New police force chief executive has been selected, home affairs minister Carmelo Abela says

Home affairs minister Carmelo Abela
Home affairs minister Carmelo Abela

The first chief executive officer of the Police Force should be announced by the end of the year, administrative processes permitting, and pending the final approval of the conditions by the candidate himself, Home Affairs Minister Carmelo Abela said on Tuesday.

Interviews have been held with all 21 applicants, and a preferred candidate has been selected and informed of the decision.

Abela, who was speaking at a press conference before parliament started debating the amendments in a second reading, said this was an important step in the modernisation process of the Corps.

He said the modernisation was not geared solely towards upgrading equipment and facilities, but also in the mentality and approach adopted by all members of the corps.

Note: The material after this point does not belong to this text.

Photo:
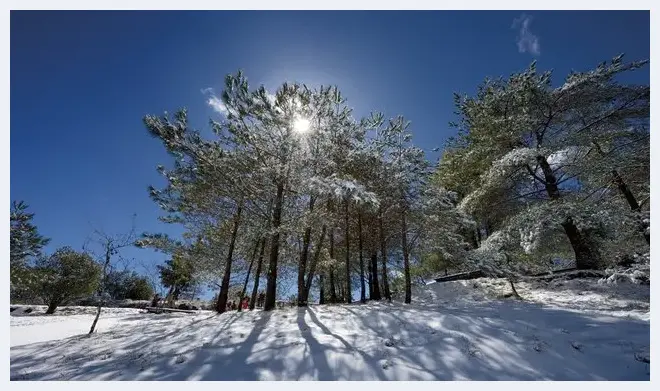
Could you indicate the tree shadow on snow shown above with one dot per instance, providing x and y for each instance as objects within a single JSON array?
[{"x": 373, "y": 341}]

Chief among amendments is the creation of a board of governance that will be responsible for setting the force's strategy and direction and which will implement government's plans for the force.

Strengthening and increasing police presence in the communities is an important aspect of government's strategy, Abela said.

The position of chief executive officer will also be established under the amendments, as proposed in the Labour Party's electoral manifesto, to complement the work of the police commissioner.

Abela said the bill also stipulated that parliament discuss the board of governance's annual report, while other documents would be discussed within the House Social Affairs Committee.

The police internal investigations unit will be expanded to also be in charge of carrying out internal audits.

The Police Board's functions and compositions will be amended under the bill though it will continue to serve as an investigative body for complaints brought against the force by the public or the police themselves.

Abela said the main purposes of the bill was to have a forward-looking police force, that works seamlessly with foreign counterparts.

As to whether having the government appoint the board of governance would stifle the corps' independence, the minister said he felt that this would open up decision-making while diminishing subjectivity in issues like appointments and promotions.